WASHINGTON DC —
Economists, industrialists and labour experts are warning of a troubled 2014 for Zimbabwe as many companies are slipping into liquidation or judicial management, throwing thousands of workers out of the job market and invariably pushing the unemployment rate close to 90 percent.
Finance Minister Patrick Chinamasa, who projected an optimistic 6.1 percent growth rate next year, has also admitted that the economy is "saddled with severe socio-economic problems including a fragile treasury, erratic power supplies and lack of clarity over the country’s black empowerment law.”
According to the Master of the High Court’s roll, scores of companies are each month applying for judicial management, liquidation and voluntary closure as provided for by the Companies Act. The act provides that a company may be placed under judicial management if it is unable to clear its debts or when it is likely to collapse.
The Master of the High Court’s roll shows that some of the affected companies from across all economic sectors include Zimbao Mining Ventures, Infinity Asset Management, Rusape Service Station, Central African Shipping Agencies and United Methodist Publications and Stationers Foundations.
Others are ambulance service provider Mars Zimbabwe (Pvt) Ltd, Road Construction company Gulliver Consolidated, multi-industrial concern Phoenix Consolidated Industries, KM Financial Holdings and several holding firms such as Apex holdings and Shaefur investments.

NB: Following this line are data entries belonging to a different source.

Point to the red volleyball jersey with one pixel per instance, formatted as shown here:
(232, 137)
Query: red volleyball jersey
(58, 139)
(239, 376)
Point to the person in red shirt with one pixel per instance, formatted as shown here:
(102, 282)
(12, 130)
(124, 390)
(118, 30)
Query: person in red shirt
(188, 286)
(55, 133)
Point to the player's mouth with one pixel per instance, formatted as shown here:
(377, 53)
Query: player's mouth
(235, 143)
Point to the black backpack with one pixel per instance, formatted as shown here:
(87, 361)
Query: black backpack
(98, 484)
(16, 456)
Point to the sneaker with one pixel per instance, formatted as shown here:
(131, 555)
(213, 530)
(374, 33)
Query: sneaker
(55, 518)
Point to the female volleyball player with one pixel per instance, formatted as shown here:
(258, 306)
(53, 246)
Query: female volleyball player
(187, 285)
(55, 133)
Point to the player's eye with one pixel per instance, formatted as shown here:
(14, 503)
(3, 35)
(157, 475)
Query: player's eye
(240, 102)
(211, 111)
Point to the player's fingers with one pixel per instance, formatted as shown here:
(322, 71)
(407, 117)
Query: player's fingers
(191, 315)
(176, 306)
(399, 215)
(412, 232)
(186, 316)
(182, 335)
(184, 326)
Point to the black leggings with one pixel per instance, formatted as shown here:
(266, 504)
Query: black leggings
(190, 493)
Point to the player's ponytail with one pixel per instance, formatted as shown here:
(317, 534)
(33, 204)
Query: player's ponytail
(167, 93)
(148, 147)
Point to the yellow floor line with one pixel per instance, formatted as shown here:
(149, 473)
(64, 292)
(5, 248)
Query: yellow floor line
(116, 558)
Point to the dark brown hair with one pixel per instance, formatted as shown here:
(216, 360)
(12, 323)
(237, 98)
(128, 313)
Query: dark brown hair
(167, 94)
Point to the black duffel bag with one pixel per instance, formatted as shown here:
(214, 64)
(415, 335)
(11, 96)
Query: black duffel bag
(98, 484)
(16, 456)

Big companies that have retrenched staff include Zimplats, Unki, Bindura Nickel, Mimosa, Spar Supermarkets, Dairibord, Cairns Foods, Olivine Industries and PG Industries.
Zimbabwe has been hit by a severe liquidity crunch that has forced industries to operate far below capacity.
A partner at Deloitte & Touche, Tapiwa Chizana who is involved in business rescue and judicial management, said many companies are struggling to survive.